"Free lunch" is over? The EU investigates Google's AI dominance, pointing to its use of search crawlers to obtain training data for free

According to reports, the investigation focuses on Google's use of the Googlebot crawler to freely obtain content from the entire web to train its AI, while competitors must spend hundreds of millions of dollars to purchase data licenses. Websites face a dilemma: blocking the crawler will result in losing search rankings, while allowing it means content is used without compensation. Regulators are considering forcing Google to separate its search and AI crawlers, allowing publishers to opt out or request compensation separately, creating a fair competitive environment
The European Union is investigating whether Google is using its dominant position in the search engine market to obtain content for AI training through web crawlers without compensation, thereby gaining an unfair advantage in the artificial intelligence competition.
On December 10th, Bloomberg reported that EU regulators have launched an investigation into Google's AI Overviews and AI Mode features to determine whether it has imposed unfair terms on content creators, giving its AI models an advantage over competitors.
The focus of the investigation is on the fact that while AI competitors like OpenAI, Anthropic, and Amazon spend hundreds of millions of dollars to reach licensing agreements with publishers for training data, Google obtains content from the entire internet for free through its web crawler Googlebot that serves Google Search.
This advantage has helped Google quickly catch up with competitors after the launch of ChatGPT. After being caught off guard by OpenAI's ChatGPT, Google's parent company Alphabet has made rapid progress, with its AI models now reaching the level of its competitors.
The report notes, however, that the question is whether Google achieved this accelerated development through fair means. If regulators determine that its practices are improper and enforce changes, it could harm Google's AI prospects.
Google's "Double Standard": Free Acquisition vs. Paid Competition
The report states that Google enjoys a unique advantage in acquiring AI training data. The company relies on an automated program called Googlebot to browse web pages and index them for its search engine, organizing all discovered content into Google's vast searchable index.
At the same time, Google uses the same program to provide training data for the models behind its Gemini chatbot and AI Overviews. This means that while other AI companies pay for high-quality data to train their AI, Google obtains these resources for free. The program used to index global information is also helping to train its AI systems.

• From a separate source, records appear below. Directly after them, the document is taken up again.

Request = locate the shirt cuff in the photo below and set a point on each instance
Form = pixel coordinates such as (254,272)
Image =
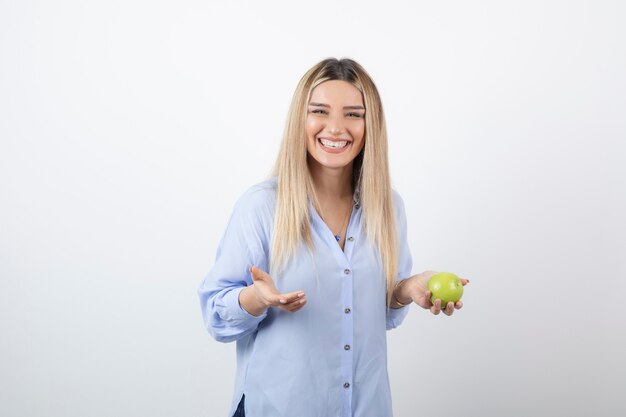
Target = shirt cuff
(396,316)
(238,313)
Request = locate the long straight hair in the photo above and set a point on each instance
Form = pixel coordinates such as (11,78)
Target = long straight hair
(370,172)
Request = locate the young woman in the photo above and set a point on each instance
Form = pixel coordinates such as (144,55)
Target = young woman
(314,266)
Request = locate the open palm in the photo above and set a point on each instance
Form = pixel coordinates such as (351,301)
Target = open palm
(268,294)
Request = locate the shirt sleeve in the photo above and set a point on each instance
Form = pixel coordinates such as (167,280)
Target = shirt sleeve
(395,316)
(243,244)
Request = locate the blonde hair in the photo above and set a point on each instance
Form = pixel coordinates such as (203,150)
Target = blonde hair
(370,172)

Matthew Prince, CEO of Cloudflare, stated at Bloomberg's technology summit earlier this year: "Google is saying that we have a divine right to all the content in the world, even if we don't pay for it."
The situation is further complicated by the fact that users are now more reliant on AI summaries for information rather than clicking on links in search results, leading to a decline in traffic for website owners. This creates a dilemma:
Blocking Google's crawlers may result in a website not being indexed in regular search results, but allowing Google to use its content to train AI systems means losing the opportunity for compensation.
The report points out that worse still, Google disclosed in court earlier this year that due to organizational issues, even if a website opts out, Google will still use its content for AI training. Publishers are effectively held hostage: either accept their content being used for free or risk disappearing from search results.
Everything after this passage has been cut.